This archive report was first published on 16 May 2020.
On May 16, 2020, the Supreme Court delivered a significant ruling that has far-reaching implications for the allocation of revenue in Kenya. The court ruled that the Executive cannot spend funds before the National Assembly and Senate agree on the division of revenue.
The decision was made in a case filed by the Council of Governors on behalf of the 47 counties, seeking the top court's advisory opinion on how counties should share revenue from the national government and resolve the perennial conflict between the Senate and National Assembly over the Division of Revenue.
Chief Justice David Maraga, justices Mohammed Ibrahim, Smokin Wanjala, Njoki Ndungu, and Isaac Lenaola delivered the ruling, which stated that the National Assembly cannot enact the Appropriation Bill until the Division of Revenue Bill has been passed. This means that Parliament must first agree and pass legislation on the amount of money to be shared with the 47 counties before allocating funds to the national government.
The court also ruled that the Commission on Revenue Allocation (CRA) recommendations on the formula for sharing revenue between the two levels of government are not binding to both the National Assembly and the Senate.
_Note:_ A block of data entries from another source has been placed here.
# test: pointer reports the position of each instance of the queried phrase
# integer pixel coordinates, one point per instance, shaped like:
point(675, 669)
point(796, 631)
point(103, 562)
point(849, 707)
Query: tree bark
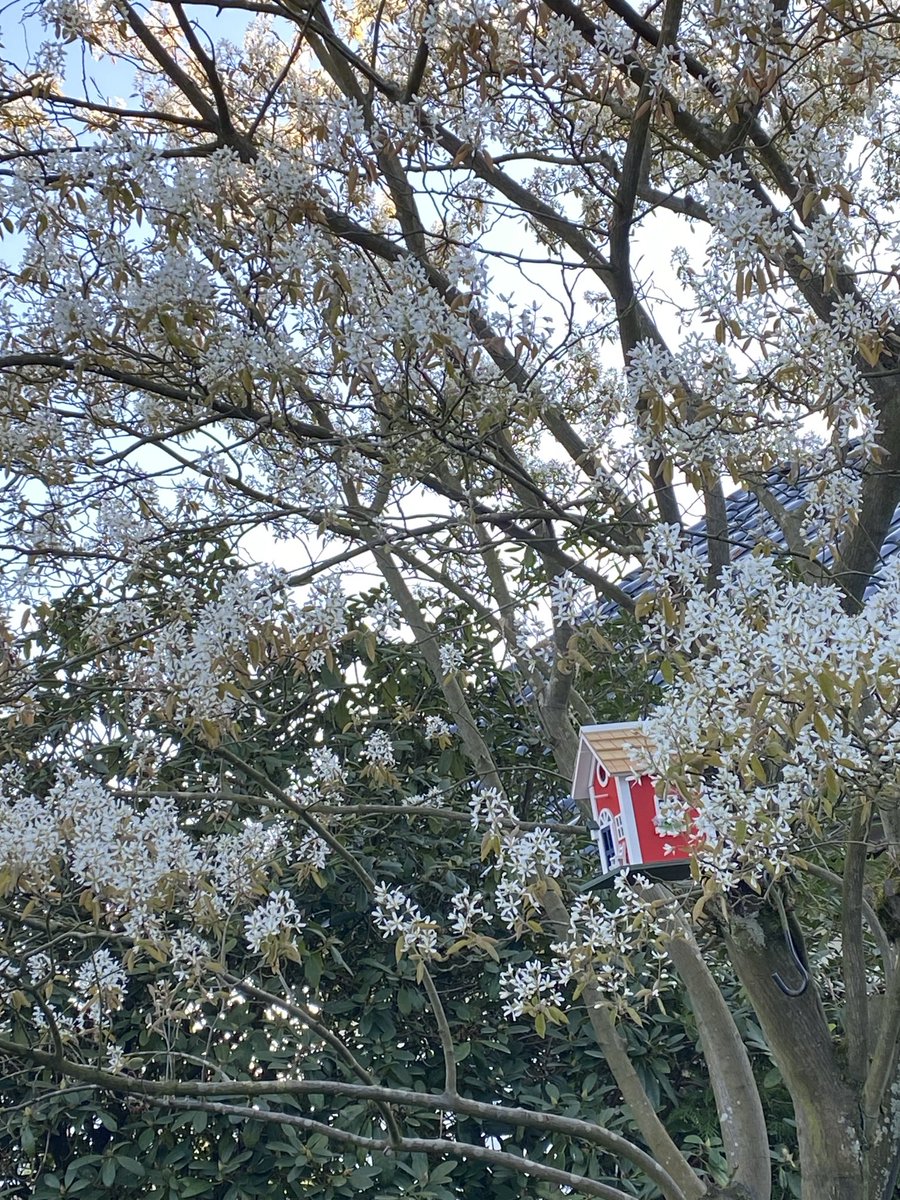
point(826, 1105)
However, the judges emphasized that CRA's recommendations should be accorded serious consideration while debating the Division of Revenue Bill.
Furthermore, the Supreme Court warned that should Parliament fail to agree in future over the division of revenue, any person will be at liberty to petition the High Court to order for its dissolution for violating the Constitution.
Ultimately, the ruling aims to promote transparency and accountability in the allocation of revenue, ensuring that counties receive their fair share of funds.